Lo mejor estaba aún por llegar. Morante mezcló temple, conocimiento y arrebato para extraer el fondo del cuarto, que había herido feamente a su banderillero Lili. Hubo suavidad inicial para, poco a poco, ir pisando el terreno de un toro que vendía cara cada una de sus embestidas.

Morante fue a más, descubriendo el contenido del animal en cada embroque, cuajando uno a uno los muletazos y buscando siempre el pitón contrario para obligarlo a embestir.

En la faena hubo intensidad y entrega mezcladas con la belleza natural que el diestro de La Puebla no sabe separar de su toreo.

Las notas del pasodoble "Suspiros de España" acabaron siendo la mejor envoltura de ese trasteo apasionado en el que no faltaron detalles de imaginación, calidad al natural y personalidad diferenciada en los ayudados y remates.

Pero el reloj seguía corriendo y el toro había marcado sus terrenos en chiqueros.
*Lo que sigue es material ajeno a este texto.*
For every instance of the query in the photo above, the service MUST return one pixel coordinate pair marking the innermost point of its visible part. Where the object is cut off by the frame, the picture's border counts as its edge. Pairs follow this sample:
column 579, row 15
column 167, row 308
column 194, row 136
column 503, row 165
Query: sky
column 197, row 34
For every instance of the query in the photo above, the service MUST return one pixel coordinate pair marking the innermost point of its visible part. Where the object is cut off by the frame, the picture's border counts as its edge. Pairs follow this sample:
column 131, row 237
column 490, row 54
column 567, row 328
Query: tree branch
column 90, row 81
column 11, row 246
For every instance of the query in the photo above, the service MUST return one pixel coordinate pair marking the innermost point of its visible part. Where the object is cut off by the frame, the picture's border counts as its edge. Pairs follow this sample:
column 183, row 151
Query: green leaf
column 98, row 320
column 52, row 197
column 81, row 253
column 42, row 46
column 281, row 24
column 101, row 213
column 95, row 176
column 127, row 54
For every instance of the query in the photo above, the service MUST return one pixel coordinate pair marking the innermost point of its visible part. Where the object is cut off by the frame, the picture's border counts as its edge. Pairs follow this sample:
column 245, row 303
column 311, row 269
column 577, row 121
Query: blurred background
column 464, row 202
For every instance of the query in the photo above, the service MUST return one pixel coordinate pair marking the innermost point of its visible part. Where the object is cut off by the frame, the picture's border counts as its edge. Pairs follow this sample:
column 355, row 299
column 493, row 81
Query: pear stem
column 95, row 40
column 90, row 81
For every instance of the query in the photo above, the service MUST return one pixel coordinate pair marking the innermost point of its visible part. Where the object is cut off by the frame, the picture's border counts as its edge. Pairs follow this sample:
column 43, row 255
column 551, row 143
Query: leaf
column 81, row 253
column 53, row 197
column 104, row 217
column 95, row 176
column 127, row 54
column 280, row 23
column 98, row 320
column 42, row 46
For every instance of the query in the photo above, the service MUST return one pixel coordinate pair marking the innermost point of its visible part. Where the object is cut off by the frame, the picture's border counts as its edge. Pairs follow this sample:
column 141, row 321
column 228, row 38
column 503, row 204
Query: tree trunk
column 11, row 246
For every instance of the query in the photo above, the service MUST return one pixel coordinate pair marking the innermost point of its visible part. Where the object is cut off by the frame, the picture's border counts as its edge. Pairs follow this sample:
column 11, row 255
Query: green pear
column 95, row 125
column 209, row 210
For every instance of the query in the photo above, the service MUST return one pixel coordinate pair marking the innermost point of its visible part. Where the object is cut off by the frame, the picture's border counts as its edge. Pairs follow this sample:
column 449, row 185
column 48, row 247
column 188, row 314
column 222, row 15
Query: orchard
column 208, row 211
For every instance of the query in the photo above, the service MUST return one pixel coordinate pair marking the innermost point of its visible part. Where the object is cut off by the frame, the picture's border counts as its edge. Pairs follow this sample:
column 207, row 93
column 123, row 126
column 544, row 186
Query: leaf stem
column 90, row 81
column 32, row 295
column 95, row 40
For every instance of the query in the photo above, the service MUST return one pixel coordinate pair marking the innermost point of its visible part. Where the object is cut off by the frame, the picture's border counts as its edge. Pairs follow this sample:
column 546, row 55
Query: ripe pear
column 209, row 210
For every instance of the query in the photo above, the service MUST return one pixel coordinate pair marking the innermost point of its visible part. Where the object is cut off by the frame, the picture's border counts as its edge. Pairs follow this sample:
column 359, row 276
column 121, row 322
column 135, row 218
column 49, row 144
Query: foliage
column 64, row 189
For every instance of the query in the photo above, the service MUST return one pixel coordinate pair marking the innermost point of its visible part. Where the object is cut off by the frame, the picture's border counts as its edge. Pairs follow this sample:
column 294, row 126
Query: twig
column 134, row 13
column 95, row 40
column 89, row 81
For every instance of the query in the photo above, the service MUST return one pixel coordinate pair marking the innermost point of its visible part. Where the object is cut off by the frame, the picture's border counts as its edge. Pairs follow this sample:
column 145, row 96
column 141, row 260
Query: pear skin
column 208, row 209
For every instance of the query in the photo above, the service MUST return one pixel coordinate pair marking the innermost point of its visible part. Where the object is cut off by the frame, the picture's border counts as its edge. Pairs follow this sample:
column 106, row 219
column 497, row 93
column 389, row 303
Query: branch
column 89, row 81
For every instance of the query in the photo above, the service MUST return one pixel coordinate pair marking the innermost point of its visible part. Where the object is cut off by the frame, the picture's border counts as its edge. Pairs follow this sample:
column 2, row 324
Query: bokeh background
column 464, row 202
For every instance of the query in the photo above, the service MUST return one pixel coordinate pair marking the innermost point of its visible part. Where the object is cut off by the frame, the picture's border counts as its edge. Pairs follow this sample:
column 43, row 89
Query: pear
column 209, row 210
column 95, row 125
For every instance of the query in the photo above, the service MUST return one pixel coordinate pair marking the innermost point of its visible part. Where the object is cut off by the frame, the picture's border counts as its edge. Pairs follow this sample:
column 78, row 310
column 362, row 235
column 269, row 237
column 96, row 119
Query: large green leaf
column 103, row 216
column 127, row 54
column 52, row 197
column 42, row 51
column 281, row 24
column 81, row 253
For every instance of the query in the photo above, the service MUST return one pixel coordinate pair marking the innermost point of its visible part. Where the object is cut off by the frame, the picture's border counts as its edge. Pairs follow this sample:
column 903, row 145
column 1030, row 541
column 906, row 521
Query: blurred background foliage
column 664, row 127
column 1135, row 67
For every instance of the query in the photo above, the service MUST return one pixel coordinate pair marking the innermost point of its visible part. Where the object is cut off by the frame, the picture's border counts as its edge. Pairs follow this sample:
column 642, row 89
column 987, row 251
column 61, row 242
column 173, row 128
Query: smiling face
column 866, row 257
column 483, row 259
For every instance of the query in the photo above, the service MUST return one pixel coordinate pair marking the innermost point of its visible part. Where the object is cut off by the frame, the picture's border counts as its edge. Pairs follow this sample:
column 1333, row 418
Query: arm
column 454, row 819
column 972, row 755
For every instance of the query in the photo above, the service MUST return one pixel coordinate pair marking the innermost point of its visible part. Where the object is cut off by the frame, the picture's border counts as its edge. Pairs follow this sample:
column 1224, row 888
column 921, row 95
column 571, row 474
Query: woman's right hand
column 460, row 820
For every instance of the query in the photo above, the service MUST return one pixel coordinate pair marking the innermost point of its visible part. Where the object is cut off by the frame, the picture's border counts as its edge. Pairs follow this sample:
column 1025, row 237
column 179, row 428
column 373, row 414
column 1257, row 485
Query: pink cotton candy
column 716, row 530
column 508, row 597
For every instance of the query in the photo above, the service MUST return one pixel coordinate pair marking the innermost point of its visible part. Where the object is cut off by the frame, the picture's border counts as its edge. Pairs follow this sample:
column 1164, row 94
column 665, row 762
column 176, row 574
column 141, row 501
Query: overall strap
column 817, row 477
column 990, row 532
Allí entró Morante a matar por primera vez pero el acero se fue encasquillando en las entradas sucesivas mientras caían los avisos. Nadie podía esperar que la faena acabaría siendo rubricada por ese tercer recado.

La larguísima tarde tuvo, asimismo, otros argumentos felices como la constatación del excelente momento de Talavante, que se echó la tarde a la espalda desde que salió a quitar con el capote a la espalda en el segundo de la tarde.

Al sobrero que hizo tercero lo recibió con el sevillanísimo "cartucho de pescao". La faena, a más, sumó improvisación, imaginación, sentido del ritmo, capacidad de colocación.

Talavante está en vena y se le nota. Encuentra toro en todas partes y es capaz de ligar un pase de las flores a una excelente tanda diestra; una arrucina a otras diabluras hasta inventarse un toro que habría sido muy distinto en otras manos. La estocada certificó una oreja de peso.

Esa ecuación de sitio y sentido de la escena se iba a mantener con el que cerraba tarde, al que toreó mucho mejor de lo que merecían sus bruscas embestidas. Talavante logró meterlo en la canasta a base de exponer, de no aburrirse de mantenerse en la cara, y de buscarle las vueltas para hacerle ir por donde no quería. La espada le privó de la oreja.

Manzanares cubrió su peor tarde en Sevilla teniendo a favor el lote con mayores posibilidades. El alicantino se mostró siempre precavido, tirando líneas y sin decidirse a meterse de verdad con sus enemigos.